Ukraine's newly-elected president, Viktor Yushchenko, has thanked the United States for supporting Ukraine as it begins a series of democratic and economic reforms. VOA's Victoria Cavaliere reports that the Ukrainian leader is also asking the U.S. Congress for more financial support.
Mr. Yushchenko's speech to a joint session of the U.S. Congress Wednesday marked the first such address by a Ukrainian leader and the only one by any leader of a former Soviet republic, except Russia.
The Ukrainian president got a standing ovation from Congress, which he thanked for its support during Ukraine's so-called "Orange Revolution" last December, when a populist uprising forced a second election that brought him to power.
"We highly appreciate the message sent by your country's leadership before the elections and during the Orange Revolution. It was clear and unambiguous. The United States condemned fraud and upheld Ukraine's right to freely elect their government," said Mr. Yushchenko.
Mr. Yushchenko's rise to power included a near-fatal dioxin poisoning that left his face deeply scarred; a poisoning he says was an assassination attempt by his Kremlin-backed opponent.
He told Congress that despite the struggles Ukraine has faced in the past, it is committed to a future that includes political transparency and the protection of civil liberties and minority rights.
Mr. Yushchenko said, "My goal is to place Ukraine in the forefront of prosperous democracies.

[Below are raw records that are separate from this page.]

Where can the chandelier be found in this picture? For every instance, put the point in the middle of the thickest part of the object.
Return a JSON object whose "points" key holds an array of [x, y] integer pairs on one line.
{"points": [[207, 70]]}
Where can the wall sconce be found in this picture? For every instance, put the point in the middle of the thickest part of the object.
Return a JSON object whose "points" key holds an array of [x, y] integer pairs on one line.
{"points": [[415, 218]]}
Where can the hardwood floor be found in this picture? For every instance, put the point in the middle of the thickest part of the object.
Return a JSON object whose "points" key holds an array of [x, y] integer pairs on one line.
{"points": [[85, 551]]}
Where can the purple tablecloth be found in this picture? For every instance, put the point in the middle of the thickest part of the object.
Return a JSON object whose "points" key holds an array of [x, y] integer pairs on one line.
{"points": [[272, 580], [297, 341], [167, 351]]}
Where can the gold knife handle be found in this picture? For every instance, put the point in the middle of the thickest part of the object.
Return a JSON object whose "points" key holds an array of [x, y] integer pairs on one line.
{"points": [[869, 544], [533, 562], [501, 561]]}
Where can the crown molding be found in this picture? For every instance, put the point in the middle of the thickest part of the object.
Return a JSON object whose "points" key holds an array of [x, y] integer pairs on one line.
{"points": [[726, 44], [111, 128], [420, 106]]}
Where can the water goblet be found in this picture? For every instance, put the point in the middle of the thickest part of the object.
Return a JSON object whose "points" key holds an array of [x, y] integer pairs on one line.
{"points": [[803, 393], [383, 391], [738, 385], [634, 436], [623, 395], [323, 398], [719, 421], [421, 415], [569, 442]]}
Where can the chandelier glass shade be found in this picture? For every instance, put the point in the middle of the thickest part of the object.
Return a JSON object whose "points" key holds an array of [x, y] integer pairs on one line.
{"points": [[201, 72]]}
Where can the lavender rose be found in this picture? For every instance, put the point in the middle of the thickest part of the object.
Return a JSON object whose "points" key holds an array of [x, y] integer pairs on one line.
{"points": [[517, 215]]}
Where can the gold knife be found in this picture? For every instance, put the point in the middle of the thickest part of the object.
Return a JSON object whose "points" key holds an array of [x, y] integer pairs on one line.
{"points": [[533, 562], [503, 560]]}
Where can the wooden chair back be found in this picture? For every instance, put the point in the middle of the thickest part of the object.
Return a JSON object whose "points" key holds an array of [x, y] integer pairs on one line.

My vision of the future is a Ukraine in a united Europe. We view accession to the European Union as an opportunity to realize the potential of our country. For us, a European future is a powerful incentive to attain high political, social and economic standards. We have observed the openness of European doors -- adding to our neighbors confidence. It would be unfair to deprive Ukraine of this chance."
The Ukrainian president asked Congress to remove Cold War trade restrictions, as the country seeks to rebuild its economy. He also urged strong U.S. support for Kiev's bid to join the World Trade Organization this year, and the NATO defense alliance in the near future.
President Bush has voiced support for these moves -- often citing Ukraine as a model of peaceful democratic reform.
The U.S. president met privately with his Ukrainian counterpart Monday. The two leaders talked about Ukraine's decision to complete a troop withdrawal from Iraq by the end of this year -- a move President Bush says is understandable.